2. A storage subsystem as claimed in claim 1, wherein said storage
subsystem operating in said local mode is connected with said
storage subsystem operating in said remote mode through a Storage
Area Network (SAN).
3. A storage subsystem as claimed in claim 1, wherein said storage
subsystem comprises a means for correcting a clock which is for
referring to said time by time information from an external
source.
4. A storage subsystem as claimed in claim 1, wherein a loop
transmission line connects among said storage subsystems operating
in said remote mode and each of the storage subsystems in said
remote mode comprises a means of transmitting the older time among
said own latest time and received said latest time to an adjacent
storage subsystem and a means of deciding the time transferred by
the own storage subsystem and returned to the own storage subsystem
as said oldest time.
5. A storage subsystem as claimed in claim 1, wherein one of said
storage subsystems which operates in said remote mode is arranged
as a master storage subsystem, each of the storage subsystems other
than said master storage subsystem comprises a means for notifying
said latest time to said master storage subsystem and said master
storage subsystem comprises a means of deciding said oldest time
out of own latest time and acquired latest time.
6. A storage subsystem as claimed in claim 1, wherein a plurality
of storage subsystems which operate in said local mode are
structured to transfer the data to one of the storage subsystems
belonging to the storage subsystem group which operates in said
remote mode, and said one of the storage subsystems belonging to
the storage subsystem group which operates in said remote mode
comprises a means of selecting the latest time given to each of the
storage subsystems which operates in said local mode and a means of
deciding the oldest time among the selected latest times as the
candidates of said oldest time.
7. A storage subsystem as claimed in claim 1, wherein the storage
device of said storage subsystems comprises a plurality of volumes
and when a volume belonging to the storage subsystem which is the
source of copying operating in said local mode and a volume
belonging to the storage subsystem which is the destination of
copying operating in said remote mode form a volume pair, the
storage subsystem operating in said local mode comprises a means of
controlling the start and stop of the data transmission to the
storage subsystem operating in said remote mode for each of volume
groups comprising one or more volume pairs.
Description
CROSS REFERENCE TO RELATED APPLICATIONS
[0001] This application is a continuation application of U.S.
patent application Ser. No. 10/685,743, filed Oct. 14, 2003, which
is a continuation Application of U.S. patent application Ser. No.
09/698,809, filed Oct. 26, 2000, which in turn is related to and
claims priority from Japanese Patent Application Reference No.
2000-101168, filed Mar. 31, 2000, all of which are incorporated by
reference herein in their entirety for all purposes.
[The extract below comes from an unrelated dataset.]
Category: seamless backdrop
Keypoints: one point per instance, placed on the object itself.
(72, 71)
BACKGROUND OF THE INVENTION
[0002] The present invention relates to a storage subsystem storing
data for a computer to refer to and to update, and more
particularly to the method of duplicating the data held by a
storage subsystem and a data duplicating system.
[0003] Companies and financial institutions are known to have both
computer centers and backup computer centers preparing for the
disasters of earthquake, etc. In systems which have backup
facilities, the distances between the main computer centers and the
remote computer centers are from a hundred kilometers to several
hundreds kilometers apart geometrically, and the data are held in
disk subsystems installed in the main centers and the remote
centers with the duplicating. Systems having so called remote copy
functions, wherein writing data generated at the disk subsystem of
the main center are transferred to the disk subsystems of the
remote center and the transferred same data are written into the
disk subsystems of the remote center, have been already realized.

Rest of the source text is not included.